BİSAM (Birleşik Metal İş Sınıf Araştırmaları Merkezi) tarafından yapılan hesaplamaya göre dört kişilik bir ailenin sağlıklı ve dengeli beslenmesi için aylık yapması gereken harcama tutarı Kasım 2022 için 7 bin 818 TL açlık sınırı üzerinden, hane halkı tüketim harcamaları esas alınarak yapılan hesaplama sonuçlarına göre ise yoksulluk sınırı 27 bin 41 TL olarak hesaplandı.
Hal böyle iken bu haftanın en sıcak konusunu oluşturan Türkiye’de çalışanların yüzde 47’sini ilgilendiren ve binlerce emekçinin ve işverenin dört gözle beklediği yeni asgari ücretteki kaos çözülemedi. Her yıl 4 kez toplanan Çalışma ve Sosyal Güvenlik Bakanlığı, Asgari Ücret Tespit Komisyonu’nun işçilerin, işverenlerin ve kamuoyunun beklentilerini karşılayabilecek bir karar alması elbette ki kolay değil. Komisyon ilk toplantısını 7 Aralık, ikinci toplantısını 14 Aralık ve üçüncü toplantısını ise 20 Aralık’ta gerçekleştirdi.
Bilindiği üzere 2021 yılının sonunda asgari ücret yüzde 50’lik zamla 2 bin 825 liradan 4 bin 253 liraya çıkarıldı. Ancak artan hayat pahalılığı nedeniyle sendikaların belirlediği açlık sınırın altına inmesinden dolayı temmuzda yüzde 29’luk ikinci bir ara zam getirilerek 5 bin 500 TL’ye çıkarılmak zorunda kalındı.
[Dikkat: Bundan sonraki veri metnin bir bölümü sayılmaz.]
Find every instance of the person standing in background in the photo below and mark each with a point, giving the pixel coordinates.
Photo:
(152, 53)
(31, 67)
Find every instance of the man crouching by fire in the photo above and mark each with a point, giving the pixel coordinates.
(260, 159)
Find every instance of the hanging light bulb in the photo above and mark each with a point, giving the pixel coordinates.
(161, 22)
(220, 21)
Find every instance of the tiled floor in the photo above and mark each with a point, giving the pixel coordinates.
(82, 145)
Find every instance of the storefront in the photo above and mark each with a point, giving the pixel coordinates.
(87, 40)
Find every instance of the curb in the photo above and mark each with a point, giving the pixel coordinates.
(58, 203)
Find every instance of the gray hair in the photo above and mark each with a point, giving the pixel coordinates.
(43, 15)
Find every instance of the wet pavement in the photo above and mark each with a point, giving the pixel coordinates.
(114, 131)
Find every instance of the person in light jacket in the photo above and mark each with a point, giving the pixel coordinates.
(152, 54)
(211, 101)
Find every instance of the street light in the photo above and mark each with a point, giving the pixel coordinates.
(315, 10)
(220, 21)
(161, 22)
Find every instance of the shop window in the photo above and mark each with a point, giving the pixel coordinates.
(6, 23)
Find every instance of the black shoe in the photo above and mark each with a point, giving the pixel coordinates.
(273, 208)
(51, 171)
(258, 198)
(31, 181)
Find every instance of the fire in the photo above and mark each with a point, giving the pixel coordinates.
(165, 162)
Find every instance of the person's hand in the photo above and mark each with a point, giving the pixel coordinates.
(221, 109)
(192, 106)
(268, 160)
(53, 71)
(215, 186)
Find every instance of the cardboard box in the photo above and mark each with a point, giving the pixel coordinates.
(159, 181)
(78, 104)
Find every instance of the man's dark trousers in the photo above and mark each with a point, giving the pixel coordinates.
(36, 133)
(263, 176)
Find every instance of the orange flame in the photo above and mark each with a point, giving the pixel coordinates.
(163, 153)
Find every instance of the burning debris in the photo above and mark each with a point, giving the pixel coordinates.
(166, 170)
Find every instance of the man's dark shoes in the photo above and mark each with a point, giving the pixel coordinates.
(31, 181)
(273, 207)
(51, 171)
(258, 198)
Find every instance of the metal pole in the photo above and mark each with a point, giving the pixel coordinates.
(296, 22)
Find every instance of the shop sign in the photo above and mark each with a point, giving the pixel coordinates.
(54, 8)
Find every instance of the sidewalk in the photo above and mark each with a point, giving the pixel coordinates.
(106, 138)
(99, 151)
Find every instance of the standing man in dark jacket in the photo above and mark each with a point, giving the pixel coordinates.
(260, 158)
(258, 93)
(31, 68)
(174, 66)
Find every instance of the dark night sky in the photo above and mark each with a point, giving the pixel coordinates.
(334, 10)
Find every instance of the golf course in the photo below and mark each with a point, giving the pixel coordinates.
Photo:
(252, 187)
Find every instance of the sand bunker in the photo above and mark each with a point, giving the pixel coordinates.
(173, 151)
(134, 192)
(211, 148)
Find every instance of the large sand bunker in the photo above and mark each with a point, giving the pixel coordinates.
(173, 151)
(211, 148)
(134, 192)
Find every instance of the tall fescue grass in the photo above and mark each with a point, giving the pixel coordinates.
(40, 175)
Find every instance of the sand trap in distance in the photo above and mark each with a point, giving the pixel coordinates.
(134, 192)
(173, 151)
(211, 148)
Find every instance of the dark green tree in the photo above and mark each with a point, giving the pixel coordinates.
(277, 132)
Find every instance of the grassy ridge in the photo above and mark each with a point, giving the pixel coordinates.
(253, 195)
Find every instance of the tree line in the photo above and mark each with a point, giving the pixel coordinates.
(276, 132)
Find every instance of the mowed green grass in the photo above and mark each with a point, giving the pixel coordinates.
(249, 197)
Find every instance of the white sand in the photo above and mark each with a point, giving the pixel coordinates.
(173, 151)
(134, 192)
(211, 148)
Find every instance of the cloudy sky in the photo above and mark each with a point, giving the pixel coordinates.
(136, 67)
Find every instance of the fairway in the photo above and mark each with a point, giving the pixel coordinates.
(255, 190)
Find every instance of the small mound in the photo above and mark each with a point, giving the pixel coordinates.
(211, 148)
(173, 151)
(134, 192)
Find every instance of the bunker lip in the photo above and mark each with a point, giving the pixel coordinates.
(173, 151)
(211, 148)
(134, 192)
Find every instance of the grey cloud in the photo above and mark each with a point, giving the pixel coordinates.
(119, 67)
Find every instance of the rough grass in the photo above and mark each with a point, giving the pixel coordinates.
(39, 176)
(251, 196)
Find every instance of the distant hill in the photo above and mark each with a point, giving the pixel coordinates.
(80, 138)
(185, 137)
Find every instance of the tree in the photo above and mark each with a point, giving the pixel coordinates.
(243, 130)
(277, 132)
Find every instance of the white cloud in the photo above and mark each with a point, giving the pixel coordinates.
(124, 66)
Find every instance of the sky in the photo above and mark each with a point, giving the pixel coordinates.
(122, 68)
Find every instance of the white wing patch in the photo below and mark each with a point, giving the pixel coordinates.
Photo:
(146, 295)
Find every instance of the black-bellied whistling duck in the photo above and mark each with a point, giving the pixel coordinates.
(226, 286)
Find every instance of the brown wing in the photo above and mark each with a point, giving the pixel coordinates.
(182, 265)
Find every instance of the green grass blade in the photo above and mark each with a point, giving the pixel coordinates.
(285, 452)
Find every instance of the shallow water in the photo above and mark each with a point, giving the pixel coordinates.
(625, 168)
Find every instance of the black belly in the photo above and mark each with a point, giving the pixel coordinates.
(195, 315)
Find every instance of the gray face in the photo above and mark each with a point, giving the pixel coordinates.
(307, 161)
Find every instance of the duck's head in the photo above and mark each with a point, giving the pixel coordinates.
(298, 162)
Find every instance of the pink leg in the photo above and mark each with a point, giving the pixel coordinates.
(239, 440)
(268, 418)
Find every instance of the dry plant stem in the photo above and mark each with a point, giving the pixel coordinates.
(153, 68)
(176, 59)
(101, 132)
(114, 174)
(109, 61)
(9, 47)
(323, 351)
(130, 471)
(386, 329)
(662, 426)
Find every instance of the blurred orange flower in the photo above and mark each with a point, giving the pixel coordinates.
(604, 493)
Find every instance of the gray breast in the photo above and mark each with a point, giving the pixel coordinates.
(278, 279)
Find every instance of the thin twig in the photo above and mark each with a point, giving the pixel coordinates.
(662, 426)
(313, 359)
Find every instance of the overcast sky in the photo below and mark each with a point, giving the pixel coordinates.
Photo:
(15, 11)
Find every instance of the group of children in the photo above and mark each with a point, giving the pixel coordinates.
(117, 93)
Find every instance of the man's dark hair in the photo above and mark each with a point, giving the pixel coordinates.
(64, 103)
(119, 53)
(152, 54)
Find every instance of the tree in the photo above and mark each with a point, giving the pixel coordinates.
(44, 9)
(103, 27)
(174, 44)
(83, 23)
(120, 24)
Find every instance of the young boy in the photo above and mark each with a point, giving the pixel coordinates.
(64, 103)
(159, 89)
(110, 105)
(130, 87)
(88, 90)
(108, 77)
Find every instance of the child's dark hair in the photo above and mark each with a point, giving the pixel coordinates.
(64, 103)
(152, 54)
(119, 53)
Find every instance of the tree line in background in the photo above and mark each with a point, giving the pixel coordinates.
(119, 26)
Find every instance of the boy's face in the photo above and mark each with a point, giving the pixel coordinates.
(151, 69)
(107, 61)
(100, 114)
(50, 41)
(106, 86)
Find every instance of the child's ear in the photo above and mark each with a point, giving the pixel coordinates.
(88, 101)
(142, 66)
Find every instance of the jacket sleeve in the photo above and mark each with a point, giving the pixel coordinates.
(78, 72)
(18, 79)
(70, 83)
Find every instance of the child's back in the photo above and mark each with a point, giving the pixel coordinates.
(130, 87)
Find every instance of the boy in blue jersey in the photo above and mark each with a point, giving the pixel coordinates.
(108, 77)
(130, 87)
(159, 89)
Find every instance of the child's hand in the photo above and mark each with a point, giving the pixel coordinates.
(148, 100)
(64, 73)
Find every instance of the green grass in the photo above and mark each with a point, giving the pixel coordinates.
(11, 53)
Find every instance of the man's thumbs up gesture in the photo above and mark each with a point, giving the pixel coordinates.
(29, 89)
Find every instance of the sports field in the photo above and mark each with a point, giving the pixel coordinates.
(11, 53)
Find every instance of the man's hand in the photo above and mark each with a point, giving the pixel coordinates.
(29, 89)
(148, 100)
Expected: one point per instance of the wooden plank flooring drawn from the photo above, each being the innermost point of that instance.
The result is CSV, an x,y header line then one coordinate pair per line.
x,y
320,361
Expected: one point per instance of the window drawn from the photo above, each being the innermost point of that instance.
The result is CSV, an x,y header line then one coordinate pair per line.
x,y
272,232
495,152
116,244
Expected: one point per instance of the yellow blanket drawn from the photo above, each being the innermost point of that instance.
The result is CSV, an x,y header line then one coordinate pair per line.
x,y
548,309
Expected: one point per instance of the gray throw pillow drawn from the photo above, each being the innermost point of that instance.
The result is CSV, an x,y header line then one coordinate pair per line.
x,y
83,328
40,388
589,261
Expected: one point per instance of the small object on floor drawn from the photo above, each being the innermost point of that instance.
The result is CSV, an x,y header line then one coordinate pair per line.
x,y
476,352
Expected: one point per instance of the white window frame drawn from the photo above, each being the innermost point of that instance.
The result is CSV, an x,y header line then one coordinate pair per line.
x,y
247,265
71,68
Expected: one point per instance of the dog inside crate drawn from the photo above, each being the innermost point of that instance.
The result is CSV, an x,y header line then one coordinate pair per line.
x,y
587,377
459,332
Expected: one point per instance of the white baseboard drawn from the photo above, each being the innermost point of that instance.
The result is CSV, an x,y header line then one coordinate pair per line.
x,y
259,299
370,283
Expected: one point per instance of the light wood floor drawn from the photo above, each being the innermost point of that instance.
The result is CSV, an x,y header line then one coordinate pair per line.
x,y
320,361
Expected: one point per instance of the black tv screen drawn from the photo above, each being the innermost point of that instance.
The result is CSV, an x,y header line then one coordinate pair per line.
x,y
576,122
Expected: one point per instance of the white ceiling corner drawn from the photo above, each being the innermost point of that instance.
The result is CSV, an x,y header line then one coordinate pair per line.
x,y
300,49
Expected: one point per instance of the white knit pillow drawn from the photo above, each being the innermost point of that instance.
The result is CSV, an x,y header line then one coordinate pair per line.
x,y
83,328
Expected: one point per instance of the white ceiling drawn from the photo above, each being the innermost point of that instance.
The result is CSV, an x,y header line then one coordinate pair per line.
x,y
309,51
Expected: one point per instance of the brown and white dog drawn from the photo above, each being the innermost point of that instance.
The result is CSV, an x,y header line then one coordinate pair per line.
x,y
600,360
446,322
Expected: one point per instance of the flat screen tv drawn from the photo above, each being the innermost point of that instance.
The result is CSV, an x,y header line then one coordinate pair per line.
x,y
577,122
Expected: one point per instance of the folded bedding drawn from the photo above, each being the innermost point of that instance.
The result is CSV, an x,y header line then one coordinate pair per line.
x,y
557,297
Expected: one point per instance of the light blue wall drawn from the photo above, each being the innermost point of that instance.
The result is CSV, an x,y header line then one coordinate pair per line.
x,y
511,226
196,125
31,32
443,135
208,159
Şimdilerde ise farklı farklı rakamlar dillendiriliyor.
Enflasyonun asgari ücretlinin satın alma gücünde yarattığı azalmayı önleyebilmek için en az yıl sonu enflasyon oranının üstünde bir gelir artışı yapılması gerekiyor. TÜİK’in komisyona sunduğu rakam önemli. TİSK’in ve Türk-İş’in belirlediği rakamlar da var. Elbette ki Cumhurbaşkanı’nın yapacağı açıklama belirleyici olacak.
Enflasyonu düşürmeyi geri plana iten ve baz etkisi ile düşeceğine umut bağlayan politika yapıcıların enflasyon karşısında eriyen asgari ücreti artırması emekli ve iş dünyasının da serzenişlerini artırıyor.
Zira emekli maaşlarının asgari ücretin altında kalması ve makasın giderek genişlemesi sorunu başka bir düzleme taşıyor.
Öte yandan asgari ücretin üzerinde maaşla çalışanların gelir vergisi ve damga vergisi ödemesi nedeniyle eline geçen rakam azalıyor ve asgari ücretin altında maaş alma riski ile karşı karşıya kalınıyor.
Diğer yandan asgari ücret artışının maliyetler nedeniyle istihdam kaybı yaratmaması için vergi düzenlemeleri ve kamu desteğini de zorunlu kılıyor.
Bu nedenle işverenin yüklenebileceği primler ve katlanabileceği maliyetin iyi belirlenmesi önemli. Aksi takdirde istihdamda daralma riski artacağı gibi işverenin ilave iş gücü alımını da engelleyecek bir ortam oluşacaktır.
Türk-İş Başkanı 9.000 TL’nin altındaki artışı kabul etmeyeceklerini belirtti. İşverenler ise 8.500 üzerinde duruyor.
Her ne verilirse verilsin yapılan artış hayat pahalılığına çare olmayacak.
Ayrıca 9,000 TL’nin altındaki bir rakam yeni asgari ücret artışlarını gündeme getirecektir. Zaten seçim konjonktürü de böyle bir artışı destekleyecek ortamı oluşturacaktır. Yani seçime yakın yeni artışların gelmesi ihtimali yüksek.
Bu bağlamda rakam belirlenirken enflasyon ve gıda enflasyonu dışında sektörel farklılıkların dikkate alınması gerekiyor. Zira emek yoğun sektörlerde asgari ücretteki artış maliyetler üzerinde daha çok etkili oluyor.
Bölgesel farklılıklar da önemsenmeli. İstanbul gibi enflasyonun daha yüksek olduğu şehirlerde yaşamanın maliyeti ile diğer küçük şehirlerdeki ile aynı değil.
Sonuç olarak tespit edilecek rakam emek piyasasındaki aktörleri memnun edecek düzeyde olmalı. İşverenin ödeyebileceği, işçiyi de mutlu edecek bir rakam belirlenmeli. O nedenle asgari ücreti sadece geçmiş enflasyon dikkate alınarak belirlemek yerine potansiyel enflasyon ve milli gelirden alınan payın göz önüne alınarak belirlenmesi önem taşıyor.